Balto. Co.'s Riley uncertain about next political move Councilman vowed not to seek third term

GOP wants him to run

October 06, 1997|By Larry Carson | Larry Carson,SUN STAFF

Douglas Brooks Riley, an engaging but sometimes stubborn Massachusetts-born Irishman, has talked his way into a political dilemma for himself -- and for Baltimore County's Republican Party.

Riley, 44, a Towson Republican, is in his second term on the County Council and no opponent has emerged to challenge him in 1998. Some party leaders, including Rep. Robert L. Ehrlich Jr., call him the odds-on favorite in the GOP's bid to regain the county executive's seat in 2002.

But Riley said he feels bound by a years-old pledge not to run for a third council term. And now, as he weighs his next move, he risks ending his political career and eliminating one of the outnumbered Republicans' best hopes for a countywide battle with the Democrats.

If Riley, a lawyer, gives up his council seat "it would be a ruinous loss," said Richard Parsons, vice president of the West Towson Neighborhood Association. If the councilman were to change his mind, though, Parsons said, "I'd jump up and down and shout 'Huzzah!' "

Riley's two-term pledge, made in 1990, was based on a belief that burnout comes from any longer tenure. He said he might run for Maryland attorney general, or leave politics for now to devote more time to his family; his wife, Eileen, is a lawyer and U.S. Naval Reserve captain, and they have three children ages 8 to 14.

"I'm doing a lot of thinking about it," he said, adding that he would run for county executive "in a heartbeat."

But in 1998, that and several other options -- state Senate, House of Delegates, Congress -- are blocked by powerful incumbents, allies or friends. County Executive C. A. Dutch Ruppersberger, for example, was a close friend and ally on the council for four years and is a popular incumbent expected to run for re-election.

"Doug and I did everything together," Ruppersberger said. "I've always liked the guy."

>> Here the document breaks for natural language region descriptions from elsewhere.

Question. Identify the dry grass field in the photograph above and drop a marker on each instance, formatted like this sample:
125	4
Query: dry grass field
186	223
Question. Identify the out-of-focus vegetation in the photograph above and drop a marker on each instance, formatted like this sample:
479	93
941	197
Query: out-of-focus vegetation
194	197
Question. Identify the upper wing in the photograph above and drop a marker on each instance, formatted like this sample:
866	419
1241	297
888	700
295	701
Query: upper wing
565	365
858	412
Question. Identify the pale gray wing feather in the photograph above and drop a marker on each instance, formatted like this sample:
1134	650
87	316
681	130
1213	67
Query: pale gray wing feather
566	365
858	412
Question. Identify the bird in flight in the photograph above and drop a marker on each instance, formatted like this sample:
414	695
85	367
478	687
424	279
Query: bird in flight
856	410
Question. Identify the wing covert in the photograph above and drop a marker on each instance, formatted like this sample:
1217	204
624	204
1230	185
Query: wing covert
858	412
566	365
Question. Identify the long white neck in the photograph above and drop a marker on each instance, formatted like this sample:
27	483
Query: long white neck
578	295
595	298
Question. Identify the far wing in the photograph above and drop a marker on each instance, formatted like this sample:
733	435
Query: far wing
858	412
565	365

Some fellow Republicans are concerned about Riley's two-terms-and-out council pledge.

"I've tried to talk him out of this," Republican state Sen. F. Vernon Boozer said. "I don't think Doug would burn out. I don't see any burnout factor there."

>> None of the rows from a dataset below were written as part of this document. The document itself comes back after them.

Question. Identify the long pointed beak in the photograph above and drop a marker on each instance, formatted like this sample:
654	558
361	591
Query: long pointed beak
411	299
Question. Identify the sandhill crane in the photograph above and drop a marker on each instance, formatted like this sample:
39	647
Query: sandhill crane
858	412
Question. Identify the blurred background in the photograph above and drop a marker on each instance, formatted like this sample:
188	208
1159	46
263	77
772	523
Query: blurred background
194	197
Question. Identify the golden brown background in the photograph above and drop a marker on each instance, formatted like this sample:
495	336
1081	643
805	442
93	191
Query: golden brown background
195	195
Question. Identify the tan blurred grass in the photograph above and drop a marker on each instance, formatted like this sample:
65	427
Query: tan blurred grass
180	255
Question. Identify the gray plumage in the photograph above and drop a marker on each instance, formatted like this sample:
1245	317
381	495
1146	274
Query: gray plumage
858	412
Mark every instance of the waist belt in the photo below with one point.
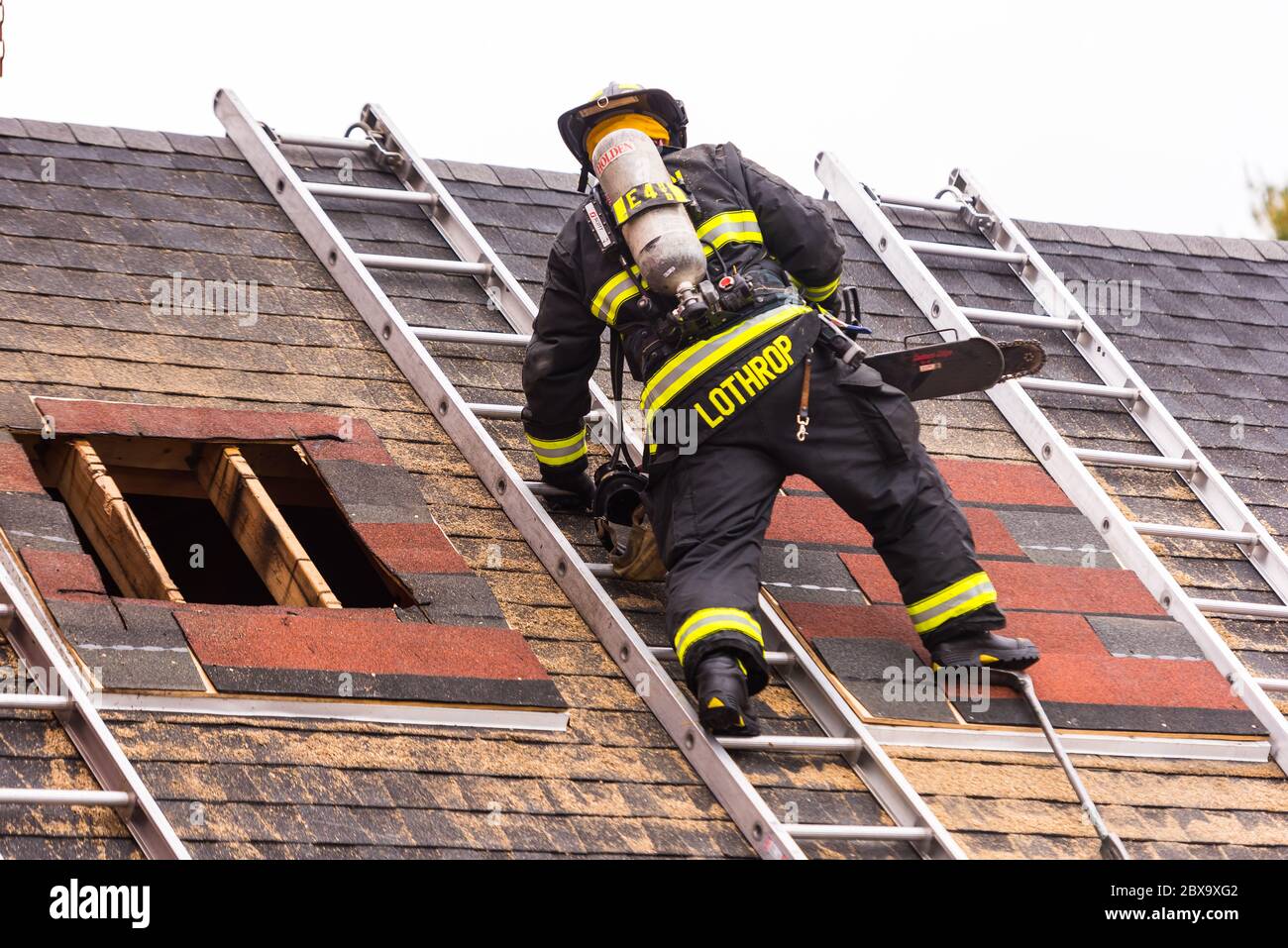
(742, 361)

Baltimore County Republicans have toiled for years to build a party from the ground up -- with mixed success.

Overthrowing an all-Democrat government in 1990's voter revolt, they captured the top job with county Executive Roger B. Hayden and three council seats. Those seats, combined with the aid of renegade Democrat Donald C. Mason of Dundalk, gave the Republicans effective control of the seven-member council.

In 1994, however, Ruppersberger recaptured the county executive's job for the Democrats, and now Riley and T. Bryan McIntire, a North County-Owings Mills Republican, are outnumbered 5-2 and shut out of council leadership.

"It would be a terrible thing for the Republican Party if they left so viable a person as Doug Riley to die on the vine. We can't afford that," McIntire said.

Riley is exactly the kind of bright young candidate that older Maryland Republicans worked for years to recruit as a way to build the party.

"He was one of my young leaders group," said former U.S. Rep. Helen Delich Bentley, who wants Riley to run for council again.

"We are building a farm team, and I want to keep the team on the field," said Ellen R. Sauerbrey, a veteran county Republican who is running for governor. Sauerbrey said she might not run a full ticket, however, which could leave Riley on his own, without much campaign money in the bank.

That's one reason he has to decide soon whether to seek the attorney general's position.

Riley said, "That's a race I'm focusing on right now."